In the previously reported primary analyses, the addition of daratumumab to bortezomib plus dexamethasone (DVd) in the CASTOR trial and to Rd in the POLLUX trial seemed to significantly improve progression-free survival outcomes in patients with relapsed or refractory multiple myeloma.^34,35 An analysis of these phase III trials revealed higher rates of sustained MRD negativity with daratumumab-based combinations than with standard-of-care regimens; according to the investigators, this seemed to be associated with prolonged durations of progression-free survival.³⁶

Based on the final overall survival analysis of the CASTOR trial, treatment with DVd prolonged the median duration of this endpoint versus Vd alone (49.6 vs. 38.5 months).³⁷ A prolonged median duration of overall survival was also observed with D-Rd versus Rd alone (67.6 vs. 51.8 months) in the final overall survival analysis of the POLLUX trial.³⁸ Taken together, these findings “demonstrate for the first time an overall survival benefit with daratumumab-containing regimens in relapsed or refractory multiple myeloma.”³⁷

Phase I Trial of Daratumumab in Combination With Venetoclax

Venetoclax plus daratumumab and dexamethasone with or without bortezomib appeared to be safe and active in patients with relapsed or refractory multiple myeloma, according to the investigators of a phase I trial (NCT03314181).³⁹ The overall response rates with and without the addition of bortezomib were 92% and 96%, respectively.
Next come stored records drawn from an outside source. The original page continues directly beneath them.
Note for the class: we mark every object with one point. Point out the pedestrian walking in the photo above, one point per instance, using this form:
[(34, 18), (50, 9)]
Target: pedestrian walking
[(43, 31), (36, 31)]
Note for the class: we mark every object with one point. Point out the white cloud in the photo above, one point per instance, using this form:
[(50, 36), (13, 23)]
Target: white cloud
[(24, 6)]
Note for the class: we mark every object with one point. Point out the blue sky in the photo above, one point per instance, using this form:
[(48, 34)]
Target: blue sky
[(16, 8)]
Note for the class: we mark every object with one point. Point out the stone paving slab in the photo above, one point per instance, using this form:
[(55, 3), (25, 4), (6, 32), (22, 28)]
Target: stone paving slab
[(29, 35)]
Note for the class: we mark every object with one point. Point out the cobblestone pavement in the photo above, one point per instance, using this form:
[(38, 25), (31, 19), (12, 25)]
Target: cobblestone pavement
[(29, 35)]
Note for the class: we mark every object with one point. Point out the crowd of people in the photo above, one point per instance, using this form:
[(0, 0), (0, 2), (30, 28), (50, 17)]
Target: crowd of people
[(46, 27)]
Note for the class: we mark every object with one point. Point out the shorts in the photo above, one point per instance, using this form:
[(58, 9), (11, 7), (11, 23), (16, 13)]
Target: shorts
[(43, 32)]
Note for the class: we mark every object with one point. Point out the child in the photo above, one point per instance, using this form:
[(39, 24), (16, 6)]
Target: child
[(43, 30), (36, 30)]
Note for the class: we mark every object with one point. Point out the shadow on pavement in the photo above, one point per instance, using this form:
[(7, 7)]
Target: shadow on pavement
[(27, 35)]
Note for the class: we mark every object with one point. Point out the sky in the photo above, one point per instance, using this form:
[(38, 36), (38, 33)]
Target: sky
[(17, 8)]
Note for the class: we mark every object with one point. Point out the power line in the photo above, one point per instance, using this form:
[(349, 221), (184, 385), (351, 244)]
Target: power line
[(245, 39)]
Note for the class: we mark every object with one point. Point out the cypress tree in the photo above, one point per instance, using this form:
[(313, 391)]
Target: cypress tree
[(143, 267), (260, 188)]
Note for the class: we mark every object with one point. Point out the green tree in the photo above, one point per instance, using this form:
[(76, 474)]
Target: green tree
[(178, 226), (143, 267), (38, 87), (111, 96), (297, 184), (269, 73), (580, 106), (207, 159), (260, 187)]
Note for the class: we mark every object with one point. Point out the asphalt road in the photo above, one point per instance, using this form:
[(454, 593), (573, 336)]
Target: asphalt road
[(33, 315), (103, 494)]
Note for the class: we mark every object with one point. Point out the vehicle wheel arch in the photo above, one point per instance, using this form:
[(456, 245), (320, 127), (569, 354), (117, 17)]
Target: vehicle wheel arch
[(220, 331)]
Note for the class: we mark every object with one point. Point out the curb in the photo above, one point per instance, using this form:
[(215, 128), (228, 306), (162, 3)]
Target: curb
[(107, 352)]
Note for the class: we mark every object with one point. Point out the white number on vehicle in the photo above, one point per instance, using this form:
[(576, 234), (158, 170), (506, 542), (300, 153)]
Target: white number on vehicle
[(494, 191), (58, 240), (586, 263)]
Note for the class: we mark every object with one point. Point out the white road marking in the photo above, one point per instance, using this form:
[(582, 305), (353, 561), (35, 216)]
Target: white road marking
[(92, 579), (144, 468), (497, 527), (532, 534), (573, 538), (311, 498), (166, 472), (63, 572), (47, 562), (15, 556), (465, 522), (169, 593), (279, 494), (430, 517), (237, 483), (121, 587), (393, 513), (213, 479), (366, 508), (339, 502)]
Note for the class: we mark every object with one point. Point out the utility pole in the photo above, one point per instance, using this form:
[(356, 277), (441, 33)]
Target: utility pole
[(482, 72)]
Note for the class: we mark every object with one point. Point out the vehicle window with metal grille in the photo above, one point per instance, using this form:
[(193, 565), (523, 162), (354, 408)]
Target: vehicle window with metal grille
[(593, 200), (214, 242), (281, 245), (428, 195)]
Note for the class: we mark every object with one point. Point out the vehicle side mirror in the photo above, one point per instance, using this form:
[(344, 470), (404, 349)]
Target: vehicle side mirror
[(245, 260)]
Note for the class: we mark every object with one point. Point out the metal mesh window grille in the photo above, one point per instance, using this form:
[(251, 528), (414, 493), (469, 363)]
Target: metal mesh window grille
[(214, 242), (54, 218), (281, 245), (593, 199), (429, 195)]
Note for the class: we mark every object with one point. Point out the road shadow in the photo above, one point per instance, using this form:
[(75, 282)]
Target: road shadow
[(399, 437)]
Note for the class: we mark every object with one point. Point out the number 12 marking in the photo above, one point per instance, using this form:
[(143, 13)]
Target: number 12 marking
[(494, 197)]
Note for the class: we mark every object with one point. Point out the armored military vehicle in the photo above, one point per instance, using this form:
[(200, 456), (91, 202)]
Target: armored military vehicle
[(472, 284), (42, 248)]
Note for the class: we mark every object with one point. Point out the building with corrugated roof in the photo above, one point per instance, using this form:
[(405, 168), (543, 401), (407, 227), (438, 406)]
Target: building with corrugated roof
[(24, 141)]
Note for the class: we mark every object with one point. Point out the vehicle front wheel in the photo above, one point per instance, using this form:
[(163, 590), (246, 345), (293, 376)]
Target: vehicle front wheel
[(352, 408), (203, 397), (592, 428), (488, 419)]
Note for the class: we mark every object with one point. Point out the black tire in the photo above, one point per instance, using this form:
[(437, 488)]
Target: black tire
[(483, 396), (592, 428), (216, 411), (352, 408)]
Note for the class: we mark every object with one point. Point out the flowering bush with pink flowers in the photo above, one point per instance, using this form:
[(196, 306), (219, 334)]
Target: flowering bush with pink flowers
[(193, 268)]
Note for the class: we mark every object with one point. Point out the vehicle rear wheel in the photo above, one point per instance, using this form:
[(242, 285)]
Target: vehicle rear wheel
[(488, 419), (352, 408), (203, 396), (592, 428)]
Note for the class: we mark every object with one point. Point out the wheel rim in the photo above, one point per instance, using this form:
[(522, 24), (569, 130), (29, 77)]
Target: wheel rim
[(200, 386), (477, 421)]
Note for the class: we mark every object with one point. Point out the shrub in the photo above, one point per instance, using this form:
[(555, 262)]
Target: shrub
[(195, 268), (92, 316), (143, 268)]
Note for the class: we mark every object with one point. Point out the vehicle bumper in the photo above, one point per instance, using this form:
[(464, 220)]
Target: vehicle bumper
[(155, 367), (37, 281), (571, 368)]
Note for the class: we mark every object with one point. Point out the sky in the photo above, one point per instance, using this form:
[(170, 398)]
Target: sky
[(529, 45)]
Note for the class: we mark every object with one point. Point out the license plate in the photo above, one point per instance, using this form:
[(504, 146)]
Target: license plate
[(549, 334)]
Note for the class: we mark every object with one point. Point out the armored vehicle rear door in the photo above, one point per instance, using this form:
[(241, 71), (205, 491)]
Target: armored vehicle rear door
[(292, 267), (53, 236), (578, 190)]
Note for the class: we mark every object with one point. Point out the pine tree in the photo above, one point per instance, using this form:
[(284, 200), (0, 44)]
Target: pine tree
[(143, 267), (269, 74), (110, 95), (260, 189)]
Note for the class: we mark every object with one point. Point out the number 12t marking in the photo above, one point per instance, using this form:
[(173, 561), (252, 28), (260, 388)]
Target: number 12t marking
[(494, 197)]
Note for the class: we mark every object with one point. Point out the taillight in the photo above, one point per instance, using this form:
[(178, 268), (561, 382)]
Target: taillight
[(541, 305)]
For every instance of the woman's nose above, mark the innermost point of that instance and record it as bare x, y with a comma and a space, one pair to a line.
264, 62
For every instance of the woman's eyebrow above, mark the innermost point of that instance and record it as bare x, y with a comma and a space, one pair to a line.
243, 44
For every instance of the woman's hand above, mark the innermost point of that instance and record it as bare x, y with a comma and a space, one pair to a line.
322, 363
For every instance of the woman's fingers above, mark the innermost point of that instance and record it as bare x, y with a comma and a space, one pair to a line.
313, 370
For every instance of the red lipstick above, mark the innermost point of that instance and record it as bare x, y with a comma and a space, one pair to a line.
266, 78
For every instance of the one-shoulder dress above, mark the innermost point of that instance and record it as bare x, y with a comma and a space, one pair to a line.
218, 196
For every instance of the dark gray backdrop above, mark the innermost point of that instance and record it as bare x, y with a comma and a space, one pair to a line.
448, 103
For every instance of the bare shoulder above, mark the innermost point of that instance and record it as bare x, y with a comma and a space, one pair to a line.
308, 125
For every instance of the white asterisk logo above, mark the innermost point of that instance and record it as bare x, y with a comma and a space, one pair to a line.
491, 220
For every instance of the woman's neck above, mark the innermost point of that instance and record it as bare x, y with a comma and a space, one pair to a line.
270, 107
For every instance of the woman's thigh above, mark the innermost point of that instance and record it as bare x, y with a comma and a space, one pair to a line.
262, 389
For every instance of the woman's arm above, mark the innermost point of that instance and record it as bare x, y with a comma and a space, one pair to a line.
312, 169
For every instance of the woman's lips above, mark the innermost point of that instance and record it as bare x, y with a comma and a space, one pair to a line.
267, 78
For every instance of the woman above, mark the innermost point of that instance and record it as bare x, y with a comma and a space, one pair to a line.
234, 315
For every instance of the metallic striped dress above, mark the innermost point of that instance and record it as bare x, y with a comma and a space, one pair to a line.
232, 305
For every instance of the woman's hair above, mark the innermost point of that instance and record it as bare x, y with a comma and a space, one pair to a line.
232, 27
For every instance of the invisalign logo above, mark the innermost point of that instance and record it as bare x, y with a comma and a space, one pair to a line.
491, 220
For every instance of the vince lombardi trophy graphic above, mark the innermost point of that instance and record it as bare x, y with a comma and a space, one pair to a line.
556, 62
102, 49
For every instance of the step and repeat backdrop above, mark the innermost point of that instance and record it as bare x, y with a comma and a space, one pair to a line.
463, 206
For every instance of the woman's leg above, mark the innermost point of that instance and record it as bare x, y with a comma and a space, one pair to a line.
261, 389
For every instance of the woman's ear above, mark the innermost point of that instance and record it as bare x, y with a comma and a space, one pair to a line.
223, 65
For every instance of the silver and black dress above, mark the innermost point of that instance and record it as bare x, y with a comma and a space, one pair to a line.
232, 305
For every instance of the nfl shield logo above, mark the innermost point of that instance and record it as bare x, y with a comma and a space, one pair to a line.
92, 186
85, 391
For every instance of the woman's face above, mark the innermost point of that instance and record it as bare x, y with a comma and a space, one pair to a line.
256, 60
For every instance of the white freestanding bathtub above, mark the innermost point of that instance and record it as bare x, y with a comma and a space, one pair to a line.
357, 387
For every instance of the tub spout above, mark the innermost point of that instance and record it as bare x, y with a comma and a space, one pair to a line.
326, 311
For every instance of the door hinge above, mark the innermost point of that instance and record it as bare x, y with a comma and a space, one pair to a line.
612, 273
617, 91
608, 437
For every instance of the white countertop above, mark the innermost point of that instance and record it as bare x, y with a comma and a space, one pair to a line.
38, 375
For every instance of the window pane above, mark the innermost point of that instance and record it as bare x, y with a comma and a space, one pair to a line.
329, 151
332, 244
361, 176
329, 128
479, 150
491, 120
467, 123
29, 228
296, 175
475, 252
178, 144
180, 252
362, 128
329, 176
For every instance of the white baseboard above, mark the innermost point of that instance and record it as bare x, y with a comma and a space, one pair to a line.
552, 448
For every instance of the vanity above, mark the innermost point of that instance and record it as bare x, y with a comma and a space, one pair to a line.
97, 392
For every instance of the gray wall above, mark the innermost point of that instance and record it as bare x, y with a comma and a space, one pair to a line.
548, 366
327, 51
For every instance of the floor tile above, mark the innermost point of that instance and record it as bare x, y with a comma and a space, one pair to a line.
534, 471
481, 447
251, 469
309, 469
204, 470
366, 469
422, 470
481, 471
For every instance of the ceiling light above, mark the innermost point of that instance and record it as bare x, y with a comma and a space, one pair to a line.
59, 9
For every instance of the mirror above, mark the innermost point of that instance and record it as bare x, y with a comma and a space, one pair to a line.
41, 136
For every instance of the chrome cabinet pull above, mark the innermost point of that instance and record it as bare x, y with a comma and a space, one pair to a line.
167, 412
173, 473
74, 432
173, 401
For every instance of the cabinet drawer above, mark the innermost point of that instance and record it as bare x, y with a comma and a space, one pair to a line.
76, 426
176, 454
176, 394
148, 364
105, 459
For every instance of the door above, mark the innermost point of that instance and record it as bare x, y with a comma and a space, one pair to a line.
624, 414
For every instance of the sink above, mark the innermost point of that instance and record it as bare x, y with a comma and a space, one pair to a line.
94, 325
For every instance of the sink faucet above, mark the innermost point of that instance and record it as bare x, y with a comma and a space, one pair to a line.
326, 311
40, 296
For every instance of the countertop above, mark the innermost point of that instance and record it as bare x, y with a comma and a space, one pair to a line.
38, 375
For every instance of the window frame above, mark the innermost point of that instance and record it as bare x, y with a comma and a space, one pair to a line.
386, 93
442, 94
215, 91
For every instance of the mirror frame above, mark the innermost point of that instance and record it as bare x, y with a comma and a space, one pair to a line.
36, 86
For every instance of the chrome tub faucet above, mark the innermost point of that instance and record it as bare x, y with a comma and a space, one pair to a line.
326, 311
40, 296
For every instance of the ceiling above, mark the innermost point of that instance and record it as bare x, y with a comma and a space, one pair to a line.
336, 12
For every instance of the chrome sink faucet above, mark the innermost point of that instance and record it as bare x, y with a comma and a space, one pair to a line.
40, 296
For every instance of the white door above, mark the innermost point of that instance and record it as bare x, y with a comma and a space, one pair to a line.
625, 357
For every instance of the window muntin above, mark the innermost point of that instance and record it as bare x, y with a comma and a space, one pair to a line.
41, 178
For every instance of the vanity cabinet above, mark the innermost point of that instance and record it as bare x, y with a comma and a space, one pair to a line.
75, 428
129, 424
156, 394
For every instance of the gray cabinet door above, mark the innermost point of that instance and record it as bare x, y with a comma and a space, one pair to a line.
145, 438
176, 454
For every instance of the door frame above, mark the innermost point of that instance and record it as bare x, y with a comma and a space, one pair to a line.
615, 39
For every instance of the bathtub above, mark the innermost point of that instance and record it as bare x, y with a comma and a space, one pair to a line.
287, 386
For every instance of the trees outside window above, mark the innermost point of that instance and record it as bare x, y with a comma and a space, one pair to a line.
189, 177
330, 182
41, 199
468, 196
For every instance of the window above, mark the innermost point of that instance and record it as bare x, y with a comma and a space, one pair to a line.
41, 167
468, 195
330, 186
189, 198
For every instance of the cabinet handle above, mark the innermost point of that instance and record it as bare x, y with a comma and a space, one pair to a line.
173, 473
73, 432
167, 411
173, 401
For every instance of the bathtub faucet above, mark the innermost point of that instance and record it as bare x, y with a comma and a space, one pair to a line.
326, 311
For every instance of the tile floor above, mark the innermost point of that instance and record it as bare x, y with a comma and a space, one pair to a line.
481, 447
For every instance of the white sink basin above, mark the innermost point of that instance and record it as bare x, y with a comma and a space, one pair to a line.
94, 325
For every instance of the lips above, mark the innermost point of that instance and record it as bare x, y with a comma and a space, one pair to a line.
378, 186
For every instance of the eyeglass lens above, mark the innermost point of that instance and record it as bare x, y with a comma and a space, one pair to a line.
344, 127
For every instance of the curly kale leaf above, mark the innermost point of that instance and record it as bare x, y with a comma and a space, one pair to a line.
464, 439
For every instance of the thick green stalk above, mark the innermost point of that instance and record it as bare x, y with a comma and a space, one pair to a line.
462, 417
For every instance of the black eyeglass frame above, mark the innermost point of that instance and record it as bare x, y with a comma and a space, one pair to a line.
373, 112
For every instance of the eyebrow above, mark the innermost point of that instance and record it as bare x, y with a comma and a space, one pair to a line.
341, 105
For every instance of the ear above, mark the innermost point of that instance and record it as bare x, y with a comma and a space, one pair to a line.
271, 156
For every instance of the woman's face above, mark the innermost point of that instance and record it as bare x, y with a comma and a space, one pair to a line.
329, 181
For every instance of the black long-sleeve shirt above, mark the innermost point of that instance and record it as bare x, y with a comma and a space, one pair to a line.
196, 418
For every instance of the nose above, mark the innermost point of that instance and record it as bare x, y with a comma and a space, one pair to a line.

Diarrhea (63% vs. 54%) and nausea (50% vs. 50%) were the most frequently reported adverse events; adverse events of grade 3 or higher were reported in 71% of patients who received bortezomib and 88% of those who did not. These findings seem to support the further assessment of venetoclax in combination with daratumumab in this clinical context, especially in patients harboring t(11;14) translocation.

These findings seem to support the further assessment of venetoclax in combination with daratumumab in this clinical context, especially in patients harboring t(11;14) translocation.

TRIMM-2

The two-part phase Ib TRIMM-2 trial was conducted to establish the recommended phase II dose and safety profile of each of the following daratumumab-based regimens: daratumumab plus teclistamab; daratumumab plus talquetamab; daratumumab plus talquetamab and pomalidomide; and daratumumab plus teclistamab and pomalidomide. The results may provide important insights into the use of this anti-CD38 monoclonal antibody in combination with bispecific T-cell redirection antibodies and inform the future treatment landscape for patients with relapsed or refractory multiple myeloma.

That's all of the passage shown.